A jednak, pomimo licznych dowodów nadzwyczajnych interwencji Boga, nadzwyczajnych cudów, które mogli oglądać i których mogli doświadczać, idąc przez pustynię zdecydowana większość, która wyszła z ziemi niewoli, z Egiptu nigdy, do Kanaanu nie dotarła.

Apostoł Paweł w I liście do Koryntian w 10 rozdziale poucza Zbór Pański, by nie szli za przykładem cielesnego Izraela. Pisze tam:

A to wszystko na tamtych przyszło dla przykładu i jest napisane ku przestrodze dla nas, którzyśmy się znaleźli u kresu wieków. ( 10,11).

 Czytaliśmy dzisiaj fragment 17 rozdziału, który opisuje postój Izraela w Refidim. Pierwszy werset mówi, że gdy tam przybyli znów lud nie miał wody do picia. Znów posypały się gromy na Mojżesza i pretensje, że wyprowadził ich po to, by umarli z pragnienia.
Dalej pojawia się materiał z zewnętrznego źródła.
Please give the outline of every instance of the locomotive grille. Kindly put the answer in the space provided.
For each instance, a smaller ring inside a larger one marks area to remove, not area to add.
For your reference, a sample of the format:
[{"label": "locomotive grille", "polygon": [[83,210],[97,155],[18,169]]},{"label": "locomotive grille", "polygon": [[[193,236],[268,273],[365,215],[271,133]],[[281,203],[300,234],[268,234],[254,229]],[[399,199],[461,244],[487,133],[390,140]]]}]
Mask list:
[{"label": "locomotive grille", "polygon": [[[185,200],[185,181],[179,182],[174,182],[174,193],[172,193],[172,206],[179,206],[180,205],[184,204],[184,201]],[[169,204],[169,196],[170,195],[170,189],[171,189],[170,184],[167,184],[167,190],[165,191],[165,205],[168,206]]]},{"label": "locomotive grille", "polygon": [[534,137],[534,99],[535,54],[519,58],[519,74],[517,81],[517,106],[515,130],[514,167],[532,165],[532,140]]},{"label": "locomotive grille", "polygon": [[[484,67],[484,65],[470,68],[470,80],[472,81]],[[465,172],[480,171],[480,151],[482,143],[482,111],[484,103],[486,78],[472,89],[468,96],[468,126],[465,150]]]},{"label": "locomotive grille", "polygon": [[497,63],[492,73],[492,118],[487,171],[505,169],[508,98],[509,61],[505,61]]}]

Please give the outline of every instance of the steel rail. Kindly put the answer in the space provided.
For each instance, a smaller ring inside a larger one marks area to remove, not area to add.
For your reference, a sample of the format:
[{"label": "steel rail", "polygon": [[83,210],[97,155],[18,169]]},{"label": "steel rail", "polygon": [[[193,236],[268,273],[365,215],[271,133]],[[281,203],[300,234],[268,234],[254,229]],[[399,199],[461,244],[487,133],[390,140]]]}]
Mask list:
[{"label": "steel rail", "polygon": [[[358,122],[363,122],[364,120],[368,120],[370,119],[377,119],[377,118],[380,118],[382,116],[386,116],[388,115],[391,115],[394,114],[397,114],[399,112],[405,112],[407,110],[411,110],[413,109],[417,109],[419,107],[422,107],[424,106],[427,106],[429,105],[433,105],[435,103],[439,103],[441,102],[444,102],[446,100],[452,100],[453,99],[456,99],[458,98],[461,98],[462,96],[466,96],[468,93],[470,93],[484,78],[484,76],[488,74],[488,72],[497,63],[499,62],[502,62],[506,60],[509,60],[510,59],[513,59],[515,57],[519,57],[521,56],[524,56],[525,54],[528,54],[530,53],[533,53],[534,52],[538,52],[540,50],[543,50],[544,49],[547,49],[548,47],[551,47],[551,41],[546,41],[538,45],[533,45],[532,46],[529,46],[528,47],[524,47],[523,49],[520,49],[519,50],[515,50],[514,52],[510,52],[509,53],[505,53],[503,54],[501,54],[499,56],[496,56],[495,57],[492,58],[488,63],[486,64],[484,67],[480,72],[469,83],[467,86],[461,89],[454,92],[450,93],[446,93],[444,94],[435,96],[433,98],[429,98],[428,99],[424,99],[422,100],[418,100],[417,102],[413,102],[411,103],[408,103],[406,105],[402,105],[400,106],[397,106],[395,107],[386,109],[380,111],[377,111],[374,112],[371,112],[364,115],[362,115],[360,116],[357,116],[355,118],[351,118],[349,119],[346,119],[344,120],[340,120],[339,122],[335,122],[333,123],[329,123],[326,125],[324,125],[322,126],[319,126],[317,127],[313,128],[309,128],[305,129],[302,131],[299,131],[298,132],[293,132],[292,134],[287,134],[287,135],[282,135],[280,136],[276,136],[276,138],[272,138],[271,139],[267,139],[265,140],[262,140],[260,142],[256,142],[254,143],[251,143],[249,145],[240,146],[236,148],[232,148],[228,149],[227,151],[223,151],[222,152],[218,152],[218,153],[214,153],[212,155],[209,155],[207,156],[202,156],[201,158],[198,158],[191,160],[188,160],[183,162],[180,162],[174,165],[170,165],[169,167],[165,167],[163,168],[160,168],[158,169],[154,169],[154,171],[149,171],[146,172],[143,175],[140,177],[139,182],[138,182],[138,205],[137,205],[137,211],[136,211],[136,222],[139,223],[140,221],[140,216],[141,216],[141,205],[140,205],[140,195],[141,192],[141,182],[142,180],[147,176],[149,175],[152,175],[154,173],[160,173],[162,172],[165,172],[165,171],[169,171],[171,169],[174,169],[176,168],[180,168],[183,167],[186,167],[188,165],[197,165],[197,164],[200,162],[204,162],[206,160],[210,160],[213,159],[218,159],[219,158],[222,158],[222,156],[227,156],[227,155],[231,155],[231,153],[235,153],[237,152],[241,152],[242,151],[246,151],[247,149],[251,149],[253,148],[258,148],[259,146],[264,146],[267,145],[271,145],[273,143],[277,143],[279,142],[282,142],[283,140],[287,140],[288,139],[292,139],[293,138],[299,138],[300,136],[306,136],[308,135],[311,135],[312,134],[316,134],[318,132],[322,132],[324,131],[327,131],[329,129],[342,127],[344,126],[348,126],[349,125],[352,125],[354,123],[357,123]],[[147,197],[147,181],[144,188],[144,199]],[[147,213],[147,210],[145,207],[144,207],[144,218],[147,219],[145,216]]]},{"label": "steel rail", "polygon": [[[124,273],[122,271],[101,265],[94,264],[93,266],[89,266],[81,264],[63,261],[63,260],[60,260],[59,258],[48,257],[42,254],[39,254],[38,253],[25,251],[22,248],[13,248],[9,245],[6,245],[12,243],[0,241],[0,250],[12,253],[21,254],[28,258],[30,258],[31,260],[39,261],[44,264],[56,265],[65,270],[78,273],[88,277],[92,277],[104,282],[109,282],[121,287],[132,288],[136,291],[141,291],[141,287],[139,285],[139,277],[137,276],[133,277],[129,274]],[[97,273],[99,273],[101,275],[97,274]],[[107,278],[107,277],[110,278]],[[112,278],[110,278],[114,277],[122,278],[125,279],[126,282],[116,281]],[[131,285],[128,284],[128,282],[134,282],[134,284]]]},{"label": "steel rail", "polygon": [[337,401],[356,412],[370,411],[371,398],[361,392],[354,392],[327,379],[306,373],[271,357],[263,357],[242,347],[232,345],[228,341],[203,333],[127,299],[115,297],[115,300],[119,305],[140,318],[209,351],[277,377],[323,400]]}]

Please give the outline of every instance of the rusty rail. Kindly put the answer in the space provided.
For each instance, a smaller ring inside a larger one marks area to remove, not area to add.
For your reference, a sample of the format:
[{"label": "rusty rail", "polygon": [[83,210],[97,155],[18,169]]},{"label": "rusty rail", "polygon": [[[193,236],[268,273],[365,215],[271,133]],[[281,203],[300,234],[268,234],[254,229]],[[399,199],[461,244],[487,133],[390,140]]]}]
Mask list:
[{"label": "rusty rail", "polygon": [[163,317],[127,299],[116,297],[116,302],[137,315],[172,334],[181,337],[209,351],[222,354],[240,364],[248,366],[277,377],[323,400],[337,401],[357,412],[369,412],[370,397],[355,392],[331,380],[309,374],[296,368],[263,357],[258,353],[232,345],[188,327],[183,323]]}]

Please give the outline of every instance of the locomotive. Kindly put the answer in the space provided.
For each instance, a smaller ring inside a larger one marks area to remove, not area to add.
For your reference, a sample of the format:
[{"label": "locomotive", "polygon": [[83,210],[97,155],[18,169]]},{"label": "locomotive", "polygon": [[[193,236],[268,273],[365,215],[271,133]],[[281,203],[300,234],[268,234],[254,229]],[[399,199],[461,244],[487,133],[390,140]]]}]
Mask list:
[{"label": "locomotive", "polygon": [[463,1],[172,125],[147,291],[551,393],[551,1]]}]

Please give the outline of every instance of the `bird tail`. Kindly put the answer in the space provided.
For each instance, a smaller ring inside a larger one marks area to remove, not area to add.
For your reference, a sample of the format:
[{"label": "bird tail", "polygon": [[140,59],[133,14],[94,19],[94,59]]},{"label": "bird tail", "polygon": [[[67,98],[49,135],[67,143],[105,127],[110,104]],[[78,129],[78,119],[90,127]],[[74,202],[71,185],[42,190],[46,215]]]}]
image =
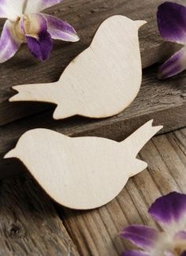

Jakby na dodatek tych utrapień werset 8 powiada: I nadciągnęli Amalekici, aby walczyć z Izraelem w Refidim.

Powiadają ludzie, że nieszczęścia chodzą parami. Nie dość, że nie ma co pić, to jeszcze przychodzi Izraelitom stoczyć pierwszą walkę z wrogiem, który chce ich unicestwić.

Na drodze do Ziemi Obiecanej staje potężny wróg – Amalek.

Amalekici byli potomkami Ezawa, człowieka dzikiego, jak określa go Biblia. Lud ten jest zaciekłym wrogiem Izraela i synonimem armii mocy diabelskiej walczącej z tym co Boże.

Dlatego też Bóg obiecał, że całkowicie wymaże pamięć o Amalekitach pod niebem. ( w. 14)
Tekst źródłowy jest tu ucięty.